Hundreds of people attended a special celebration, which ended today, honoring Ireland’s best-selling novelist, Bram Stoker, some dressing up as Goths, zombies and vampires and many attending a wide range of lectures and author interviews.
Taking place in Dublin, the birthplace of the creator of ‘Dracula,’ people from places as diverse as Rome and Las Vegas gained insights over the four-day ‘Bram Stoker Festival’ into the background and influences on the 19th century vampire writer. Such influences included Irish Gothic writer, Sheridan Le Fanu (1814 –1873) and historical characters such as medieval warlord (voivode) Vlad the Impaler of Wallachia, Romania (1431–1476/77), whom some say was a model for the fictional character Dracula.
Opening the festival in the suitably eerie Chapel Royal in Dublin Castle, keynote speaker Bill Hughes, Professor of Gothic Studies at Bath Spa University, compared the writings of Stoker and Le Fanu illustrating how the three elements of religion, law and medicine featured prominently in the structure of the work of the two authors. For example, two of Stoker’s brothers were surgeons and Le Fanu’s father was a Church of Ireland cleric.
Describing Gothic writing as “sophisticated and well-crafted,” Hughes added, referring to cholera and other catastrophes and radical changes occurring in 19th century society, “it is also a way of expressing fear and containing it.”
Sean Hillen, former foreign correspondent for a range of international publications and author of “Digging for Dracula,’ gave a multi-media presentation in the Oak Room of the Mansion House, the official residence of the Mayor of Dublin. His illustrated talk brought listeners on a journey from the ancient citadal of Vlad the Impaler in the rugged Carpathian Mountains in Romania, to Stoker’s Dublin, to Whitby, the English port where the vampire arrives in the novel, to Hollywood in the US, where movie versions of Dracula made Stoker and his character global names.
Asked whether he believed in the vampire myth, Hillen responded diplomatically, “Just because something is written about doesn’t mean its true. But then again, just because we don’t see something doesn’t mean it’s not.”

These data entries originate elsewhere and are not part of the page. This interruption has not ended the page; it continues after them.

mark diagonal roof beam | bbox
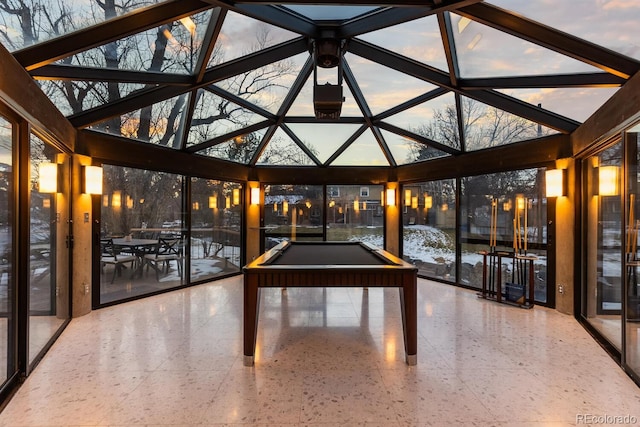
[349,40,579,133]
[340,0,481,37]
[206,0,318,38]
[458,73,626,90]
[456,3,640,79]
[29,64,193,86]
[13,0,212,71]
[68,38,307,128]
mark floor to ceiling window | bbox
[0,116,17,385]
[583,140,624,350]
[402,179,456,282]
[94,165,188,304]
[458,169,548,303]
[28,134,70,363]
[326,185,384,248]
[190,178,243,281]
[263,185,324,249]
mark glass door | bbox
[623,126,640,376]
[28,134,71,366]
[0,116,17,392]
[582,141,625,350]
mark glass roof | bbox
[5,0,640,167]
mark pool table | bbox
[243,241,418,366]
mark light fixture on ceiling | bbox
[311,38,344,120]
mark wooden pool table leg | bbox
[244,274,260,366]
[400,279,418,366]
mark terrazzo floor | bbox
[0,277,640,427]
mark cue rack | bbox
[478,198,537,308]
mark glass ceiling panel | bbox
[382,130,449,165]
[331,129,389,166]
[451,12,601,78]
[285,5,379,21]
[197,129,267,165]
[0,0,169,51]
[287,123,360,163]
[360,16,449,71]
[187,89,265,147]
[498,87,619,122]
[491,0,640,59]
[257,128,315,166]
[345,53,436,115]
[59,11,211,74]
[384,92,460,150]
[216,53,309,114]
[207,11,299,67]
[90,95,188,149]
[461,96,557,151]
[38,80,144,116]
[287,73,364,118]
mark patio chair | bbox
[100,239,138,283]
[144,237,183,281]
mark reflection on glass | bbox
[331,129,389,166]
[190,178,243,281]
[197,130,266,164]
[208,11,298,67]
[258,128,316,166]
[451,9,600,77]
[400,179,456,282]
[91,95,187,148]
[0,116,16,384]
[496,87,619,122]
[382,130,450,165]
[28,135,70,363]
[99,165,189,304]
[359,15,449,71]
[582,142,623,349]
[0,0,164,51]
[384,93,460,150]
[59,11,211,74]
[492,0,640,59]
[187,89,265,146]
[461,97,555,151]
[459,169,548,302]
[345,52,436,114]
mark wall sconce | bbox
[386,188,396,206]
[250,187,260,205]
[424,193,433,209]
[84,166,102,194]
[598,166,620,196]
[544,169,565,197]
[38,163,58,193]
[111,191,122,208]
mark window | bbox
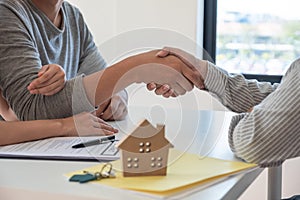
[204,0,300,82]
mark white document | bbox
[0,137,119,160]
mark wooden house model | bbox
[117,120,173,177]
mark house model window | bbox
[118,120,173,177]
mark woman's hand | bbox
[27,64,66,96]
[62,112,118,136]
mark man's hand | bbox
[96,90,128,121]
[27,64,66,96]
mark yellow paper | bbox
[67,149,256,194]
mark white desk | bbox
[0,106,262,200]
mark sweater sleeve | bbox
[205,63,278,113]
[229,60,300,167]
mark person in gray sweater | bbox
[147,48,300,167]
[0,0,128,120]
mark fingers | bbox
[156,47,205,89]
[100,100,128,121]
[27,64,66,95]
[93,116,118,135]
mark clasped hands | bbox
[143,47,207,98]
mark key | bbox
[69,173,97,183]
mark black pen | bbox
[72,135,116,149]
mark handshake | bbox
[135,47,207,98]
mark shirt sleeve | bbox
[229,60,300,167]
[204,63,278,113]
[77,10,107,75]
[0,5,94,120]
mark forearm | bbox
[0,120,71,145]
[229,61,300,167]
[83,51,171,105]
[205,63,278,112]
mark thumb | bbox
[156,48,170,58]
[38,65,49,77]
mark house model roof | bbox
[117,120,173,153]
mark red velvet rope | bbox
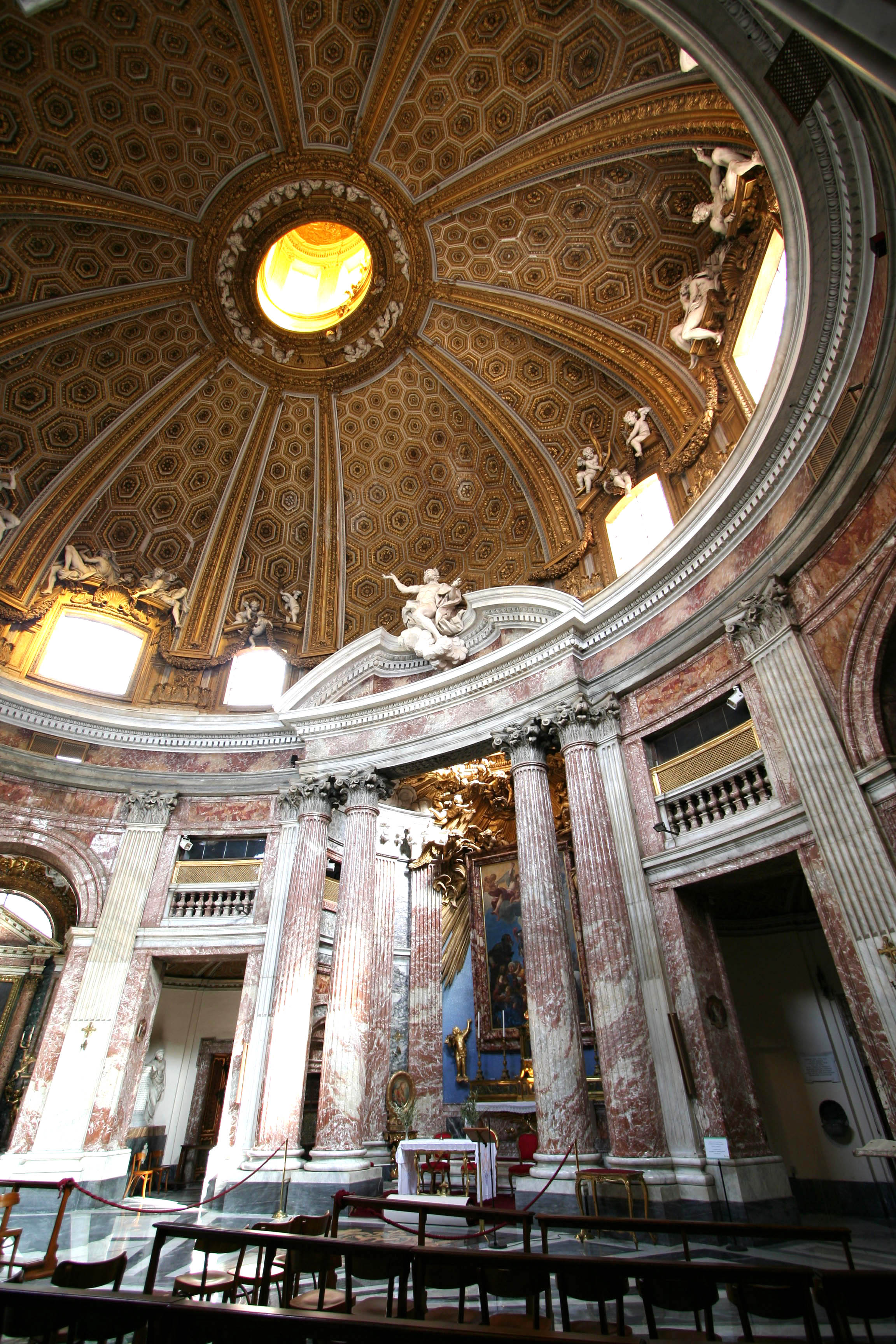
[59,1144,284,1218]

Other topics of discussion included readings and a Q&A with authors Lynne Truss and Joanna Briscoe, who have written ghostly tales for Hammer Classics, an imprint of Random House, at Trinity College, where Stoker had been a student.

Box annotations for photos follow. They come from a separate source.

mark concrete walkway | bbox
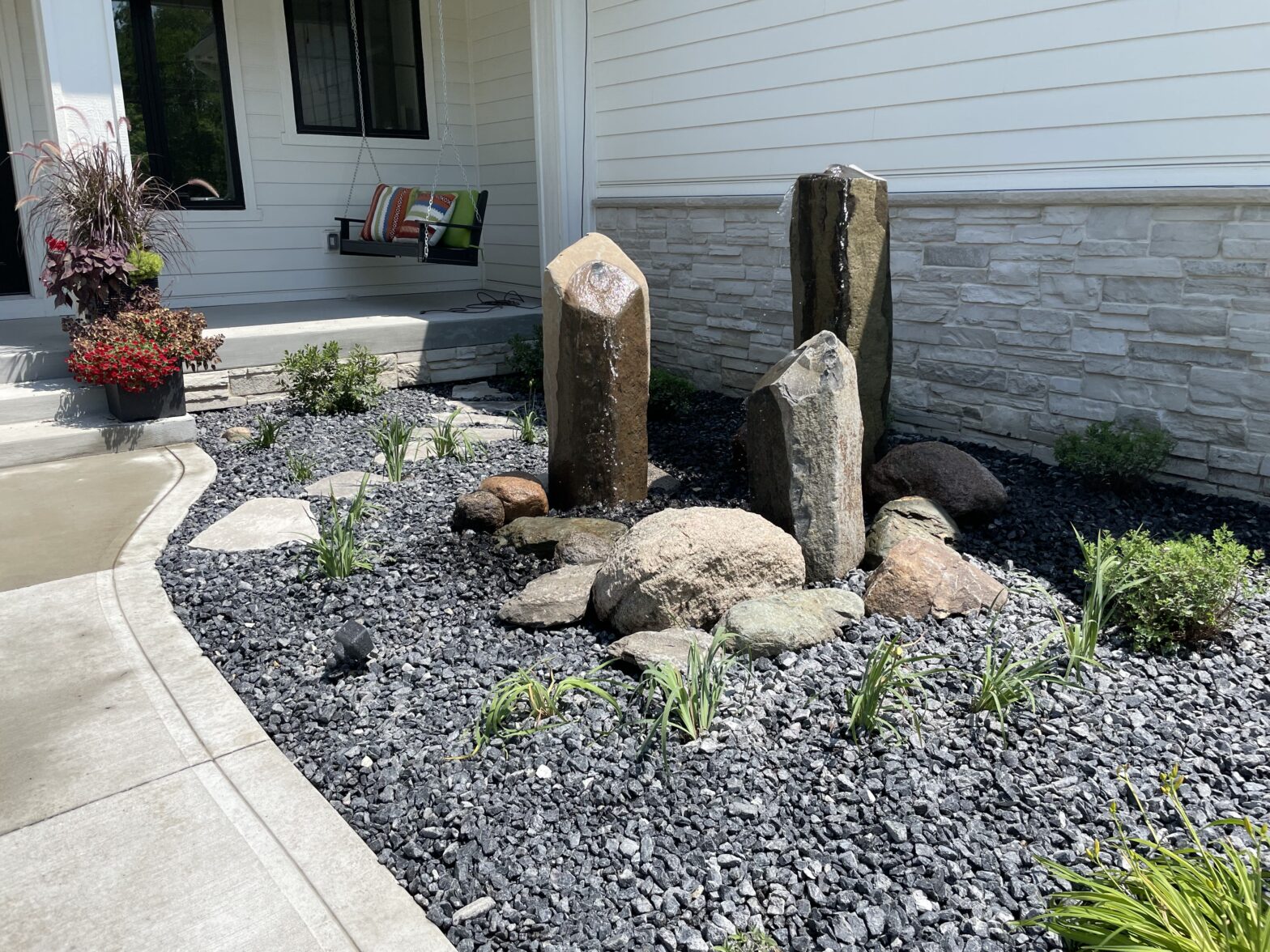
[0,444,452,952]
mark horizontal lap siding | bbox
[590,0,1270,197]
[164,0,478,304]
[467,0,539,295]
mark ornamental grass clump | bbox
[847,635,946,744]
[278,340,384,416]
[371,414,414,482]
[1054,420,1178,489]
[458,665,621,759]
[62,288,225,393]
[637,630,736,766]
[1078,525,1264,651]
[1020,767,1270,952]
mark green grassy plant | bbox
[637,630,736,764]
[279,340,384,415]
[1078,525,1264,651]
[1021,767,1270,952]
[371,414,414,482]
[466,665,621,757]
[1054,422,1178,489]
[309,476,373,579]
[428,409,476,462]
[847,635,946,742]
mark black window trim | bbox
[120,0,246,212]
[282,0,432,139]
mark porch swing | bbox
[335,0,489,268]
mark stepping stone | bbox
[305,470,389,499]
[450,380,510,400]
[190,496,318,552]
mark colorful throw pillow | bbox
[441,192,476,248]
[396,188,454,248]
[362,183,419,241]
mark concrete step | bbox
[0,377,105,427]
[0,413,195,469]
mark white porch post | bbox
[530,0,595,266]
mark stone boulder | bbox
[865,442,1010,519]
[543,234,649,509]
[480,474,548,521]
[498,565,599,628]
[790,173,892,467]
[865,536,1008,618]
[450,490,507,532]
[718,589,865,657]
[863,496,960,568]
[608,628,711,671]
[494,516,628,559]
[555,532,613,565]
[595,507,807,635]
[745,330,865,581]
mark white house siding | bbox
[169,0,479,304]
[467,0,541,295]
[590,0,1270,198]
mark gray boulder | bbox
[498,565,599,628]
[745,330,865,581]
[863,496,960,568]
[595,507,807,635]
[718,589,865,657]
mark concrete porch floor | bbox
[0,444,452,952]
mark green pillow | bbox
[441,192,476,248]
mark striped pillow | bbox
[398,188,456,248]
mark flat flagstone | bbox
[190,496,318,552]
[305,470,389,499]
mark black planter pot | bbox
[105,371,185,423]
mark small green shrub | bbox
[1077,525,1264,651]
[1054,420,1178,489]
[637,630,736,767]
[371,414,414,482]
[648,367,697,420]
[1020,767,1270,952]
[242,416,286,449]
[714,929,778,952]
[847,635,945,742]
[279,340,384,415]
[465,665,621,757]
[287,449,313,485]
[507,326,543,393]
[309,476,373,579]
[128,248,163,287]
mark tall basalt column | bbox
[543,234,649,509]
[790,172,892,469]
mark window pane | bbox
[150,0,237,202]
[360,0,424,132]
[291,0,357,131]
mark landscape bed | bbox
[160,389,1270,950]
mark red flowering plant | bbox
[62,288,225,393]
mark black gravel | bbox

Lively and humorous antics characterized the “Literary Death Match’ held at Smock Alley Theatre in which writers reading their work competed with each other before a panel of judges, with audience participation in a rousing quiz finale.
In ‘The Stoker Debate’ entitled ‘Madness and Sexuality,’ Paul Murray, author of a Stoker biography and former cultural officer at the Irish Embassy in London, and two doctors Jarlath Killeen and psychiatrist John Griffin, explored how Stoker’s health, both physical and mental impacted on his writing.

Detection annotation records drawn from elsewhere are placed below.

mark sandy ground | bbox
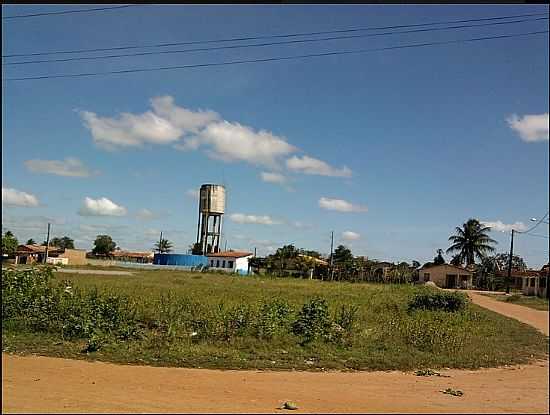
[55,268,134,275]
[466,291,549,336]
[2,293,549,413]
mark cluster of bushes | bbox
[408,290,468,312]
[2,267,138,351]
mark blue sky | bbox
[2,5,549,267]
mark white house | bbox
[206,251,252,275]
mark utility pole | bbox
[44,222,50,264]
[159,231,162,254]
[506,229,514,294]
[330,231,334,281]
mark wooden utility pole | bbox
[159,231,162,254]
[330,231,334,281]
[506,229,514,294]
[44,223,50,264]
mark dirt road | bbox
[55,268,134,275]
[468,292,550,336]
[2,294,549,413]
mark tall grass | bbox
[2,267,548,369]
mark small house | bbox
[206,251,253,275]
[15,245,86,265]
[418,264,473,289]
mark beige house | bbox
[418,264,473,288]
[521,265,549,297]
[15,245,87,265]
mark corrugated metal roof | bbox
[206,251,252,258]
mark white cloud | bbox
[506,113,548,143]
[319,197,367,212]
[199,121,296,167]
[229,213,281,225]
[342,231,361,241]
[290,221,313,229]
[80,111,183,149]
[260,171,287,184]
[151,96,220,133]
[185,189,200,200]
[286,156,351,177]
[136,209,157,220]
[25,157,96,177]
[2,187,39,207]
[481,220,527,232]
[78,197,126,216]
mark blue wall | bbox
[153,254,208,267]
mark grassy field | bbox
[2,267,548,370]
[483,294,548,311]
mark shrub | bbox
[255,298,292,339]
[408,291,468,312]
[292,297,332,344]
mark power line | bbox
[2,4,137,20]
[519,232,550,239]
[516,211,550,234]
[5,30,548,81]
[2,17,547,66]
[2,13,548,58]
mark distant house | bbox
[418,264,473,288]
[107,250,155,264]
[521,265,548,297]
[206,251,252,275]
[15,245,86,265]
[374,261,394,280]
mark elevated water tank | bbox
[199,184,225,215]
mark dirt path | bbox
[466,291,550,336]
[55,268,134,275]
[2,293,549,413]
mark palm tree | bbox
[155,239,172,254]
[447,219,497,265]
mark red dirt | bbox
[2,293,549,413]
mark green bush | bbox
[408,290,468,312]
[255,299,292,339]
[292,297,332,344]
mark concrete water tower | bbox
[197,184,225,255]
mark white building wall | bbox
[208,255,252,274]
[235,255,252,274]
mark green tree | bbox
[447,219,497,265]
[434,249,445,265]
[92,235,116,255]
[2,231,19,256]
[492,253,527,271]
[333,245,353,265]
[155,238,172,254]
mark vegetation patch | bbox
[2,267,548,370]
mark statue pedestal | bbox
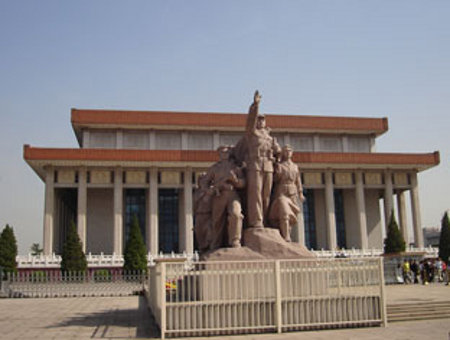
[243,228,316,260]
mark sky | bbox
[0,0,450,254]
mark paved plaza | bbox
[0,284,450,340]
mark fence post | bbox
[159,262,166,339]
[378,257,387,327]
[274,260,283,333]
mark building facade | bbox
[24,109,439,254]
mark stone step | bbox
[386,301,450,322]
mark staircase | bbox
[387,297,450,322]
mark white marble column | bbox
[43,167,55,255]
[397,191,409,245]
[147,168,159,255]
[410,173,423,248]
[113,168,123,255]
[325,171,337,250]
[180,168,194,254]
[292,203,305,246]
[77,168,87,253]
[355,171,369,249]
[213,131,220,150]
[384,171,394,233]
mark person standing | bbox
[269,145,305,242]
[233,91,281,228]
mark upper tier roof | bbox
[71,109,388,139]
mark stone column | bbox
[313,135,320,152]
[342,135,349,152]
[292,203,305,246]
[325,171,337,250]
[181,131,189,150]
[180,168,194,254]
[113,168,123,255]
[147,168,159,255]
[116,130,123,149]
[82,129,90,149]
[410,173,423,248]
[355,171,369,249]
[213,131,220,150]
[397,191,409,245]
[43,167,55,255]
[384,171,394,233]
[77,168,87,253]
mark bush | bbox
[123,215,147,271]
[384,211,406,254]
[31,270,47,282]
[61,221,87,273]
[439,212,450,264]
[94,269,111,282]
[0,224,17,274]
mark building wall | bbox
[82,129,374,152]
[364,189,383,248]
[314,189,327,249]
[86,188,114,254]
[343,189,361,249]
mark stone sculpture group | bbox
[194,91,312,253]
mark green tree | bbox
[61,221,87,272]
[30,243,44,256]
[439,212,450,264]
[0,224,17,273]
[384,210,406,254]
[123,215,147,270]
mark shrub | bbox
[0,224,17,274]
[123,215,147,271]
[94,269,111,282]
[439,212,450,264]
[61,221,87,273]
[384,211,406,254]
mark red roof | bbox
[71,109,388,135]
[23,145,440,168]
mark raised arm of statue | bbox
[246,90,261,133]
[295,172,306,203]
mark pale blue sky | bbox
[0,0,450,253]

Experienced guide, Pat Liddy, helped bring to life Gothic tales such as Stoker’s ‘Dracula,’ le Fanu’s ‘Carmilla’ and Oscar Wilde’s ‘The Picture of Dorian Gray,’ on a special walking tour through Dublin, while revealing some of the customs associated with Halloween.
Movies, live music performances, a Gothic market fair and even a special exhibit entitled ‘Blood’ at Dublin’s Science Gallery rounded off the festival program.
Vanessa Fox O’Loughlin, founder of The Inkwell Group and co-organiser of the festival’s literary program, said she was delighted with the turnout and diversity of both speakers and participants.
Lara Musto, originally from Rome who was among the participants said she had been fascinated by Bram Stoker’s work ever since she was a child, “Believe it or not, my father used to read me vampire stories at bed-time, and they helped me sleep. So you can imagine, I’ve really enjoyed the talks I’ve attended here in Dublin during the festival.”